Oczywiście to Holandia jest faworytem tego meczu. Virgil van Dijk i spółka raczej nie powinni się bać Valencii i jego kolegów. Zwłaszcza, że Oranje są niepokonani od czerwca 2021 i spotkania 1/8 finału Euro z Czechami. Od tamtej pory wygrali 12 meczów, a 4 zremisowali.

GRUPA B: ANGLIA – USA (PIĄTEK, 20:00)
Nie ma co ukrywać – najwięcej obiecujemy sobie po ostatnim meczu dnia. Anglicy weszli w turniej z drzwiami i futryną, bijąc Iran 6:2. Teraz jednak poprzeczka najprawdopodobniej pójdzie w górę, bo aż trudno uwierzyć, by Amerykanie dopuścili rywali do takiej liczby sytuacji strzeleckich.

Ekipa Stanów Zjednoczonych mundial zaczęła od remisu 1:1 z Walią, co oznacza, że teraz podopieczni Gregga Berhaltera muszą walczyć nie tylko o każdy punkt, ale również o każdą bramkę, bo potencjalnie na koniec to właśnie trafienia mogą okazać się kluczem do awansu. Przynajmniej jeśli Anglia skończy rywalizację z kompletem zwycięstw, a Iran bez punktu.

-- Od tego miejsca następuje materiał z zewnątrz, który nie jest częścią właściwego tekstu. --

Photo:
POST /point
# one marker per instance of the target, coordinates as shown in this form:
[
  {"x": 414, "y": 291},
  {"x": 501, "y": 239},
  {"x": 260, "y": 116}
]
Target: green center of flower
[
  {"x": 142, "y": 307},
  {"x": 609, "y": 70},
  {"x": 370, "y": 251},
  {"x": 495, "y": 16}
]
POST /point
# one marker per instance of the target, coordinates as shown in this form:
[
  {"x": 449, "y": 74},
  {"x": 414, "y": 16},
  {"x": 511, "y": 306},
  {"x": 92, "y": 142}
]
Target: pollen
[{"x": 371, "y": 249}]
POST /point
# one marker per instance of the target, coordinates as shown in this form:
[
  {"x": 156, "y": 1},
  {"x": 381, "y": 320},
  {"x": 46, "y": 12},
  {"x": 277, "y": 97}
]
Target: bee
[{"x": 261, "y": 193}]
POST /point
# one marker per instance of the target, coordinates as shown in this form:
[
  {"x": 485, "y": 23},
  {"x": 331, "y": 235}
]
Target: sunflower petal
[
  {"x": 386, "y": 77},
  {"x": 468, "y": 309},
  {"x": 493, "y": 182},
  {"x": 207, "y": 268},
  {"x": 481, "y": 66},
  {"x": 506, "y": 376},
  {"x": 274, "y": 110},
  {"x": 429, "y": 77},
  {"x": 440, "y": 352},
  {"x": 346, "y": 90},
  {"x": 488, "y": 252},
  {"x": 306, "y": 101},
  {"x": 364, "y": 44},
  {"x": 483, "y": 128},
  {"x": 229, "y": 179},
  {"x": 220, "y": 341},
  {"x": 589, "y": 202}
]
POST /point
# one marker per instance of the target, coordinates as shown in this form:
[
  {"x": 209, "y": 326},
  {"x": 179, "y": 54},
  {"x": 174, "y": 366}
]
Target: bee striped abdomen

USA to młoda drużyna, która budowana jest przede wszystkim z myślą o kolejnym czempionacie globu, za niecałe 4 lata. Wtedy mundial gościć będzie w Ameryce Północnej, głównie właśnie w USA. Młodzi gniewni okrzepną, a dzisiejsze szlify będą w tym niezwykle pomocne. Z Walia Amerykanie zaprezentowali dużo jakości, szczególnie w wygranej 1:0 pierwszej połowie. Po przerwie ich intensywność spadła, a dużo bardziej doświadczona reprezentacja Smoków doszła do głosu. Jeśli w końcówce ktoś był bliżej przechylenia szali zwycięstwa na swoją stronę, to byli to Walijczycy.

Dla Anglii faza grupowa to tylko półśrodki. Poza 4. miejscu w Rosji i przegranym finale ostatniego Euro apetyty są ogromne, a jeśli Gareth Southgate ma taki luksus, że może nie wziąć na turniej Jadona Sancho, to trudno nie oczekiwać od Lwów Albionu wielkich rzeczy.

Mimo szóstki wbitej Iranowi na swojego premierowego gola na tym mundialu czeka król strzelców poprzedniego – Harry Kane. Gwiazda Tottenhamu będzie więc dziś zmotywowana by rozwiązać kolejny worek. Po drugiej stronie również nie brakuje fascynujących piłkarzy, a Christian Pulisic, grający na co dzień w Chelsea, doskonale zna większość reprezentantów Anglii. Z kilkoma z nich dzieli szatnię. W Premier League gra również Tyler Adams – kluczowy gracz środkowej linii USA, zawodnik Leeds.